Mukanya merah adam ketakutan lebih-lebih melihat wajah bengis tuannya. Sekali
lagi diajukan pertanyaan keras kepadanya, dia terus mengatakan ‘ Saya tidak
tahu..tuan.” “Kamu dirumah sepanjang hari, apa saja yg kau lakukan?” hardik si
isteri lagi.
Si anak yang
mendengar suara ayahnya, tiba-tiba berlari keluar dari kamarnya. Dengan penuh
manja dia berkata “Dita yg membuat gambar itu ayahhh.. cantik …kan!” katanya
sambil memeluk ayahnya sambil bermanja seperti biasa.. Si ayah yang sudah
hilang kesabaran mengambil sebatang ranting kecil dari pohon di depan rumahnya,
terus dipukulkannya berkali-kali ke telapak tangan anaknya . Si anak yang tak
mengerti apa apa menagis kesakitan, pedih sekaligus ketakutan. Puas memukul
telapak tangan, si ayah memukul pula belakang tangan anaknya.
Sedangkan Si
ibu cuma mendiamkan saja, seolah merestui dan merasa puas dengan hukuman yang
dikenakan. Pembantu rumah terbengong, tidak tahu harus berbuat apa… Si ayah
cukup lama memukul-mukul tangan kanan dan kemudian ganti tangan kiri anaknya.

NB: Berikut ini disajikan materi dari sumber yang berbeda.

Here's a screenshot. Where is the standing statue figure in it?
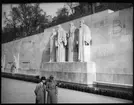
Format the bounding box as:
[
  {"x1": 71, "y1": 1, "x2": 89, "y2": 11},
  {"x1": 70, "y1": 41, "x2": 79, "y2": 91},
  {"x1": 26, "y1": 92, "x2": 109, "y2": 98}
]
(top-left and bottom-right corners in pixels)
[
  {"x1": 57, "y1": 25, "x2": 67, "y2": 62},
  {"x1": 78, "y1": 20, "x2": 91, "y2": 62},
  {"x1": 49, "y1": 29, "x2": 57, "y2": 62},
  {"x1": 67, "y1": 22, "x2": 76, "y2": 62}
]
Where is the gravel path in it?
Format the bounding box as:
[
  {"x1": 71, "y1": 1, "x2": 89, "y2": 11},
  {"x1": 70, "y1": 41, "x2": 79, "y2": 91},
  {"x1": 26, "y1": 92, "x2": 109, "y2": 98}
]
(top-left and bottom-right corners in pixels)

Setelah si ayah masuk ke rumah diikuti si ibu, pembantu rumah tersebut
menggendong anak kecil itu, membawanya ke kamar.
Dia
terperanjat melihat telapak tangan dan belakang tangan si anak kecil luka-luka
dan berdarah. Pembantu rumah memandikan anak kecil itu. Sambil menyiramnya
dengan air, dia ikut menangis. Anak kecil itu juga menjerit-jerit menahan pedih
saat luka-lukanya itu terkena air. Lalu si pembantu rumah menidurkan anak kecil
itu. Si ayah sengaja membiarkan anak itu tidur bersama pembantu rumah.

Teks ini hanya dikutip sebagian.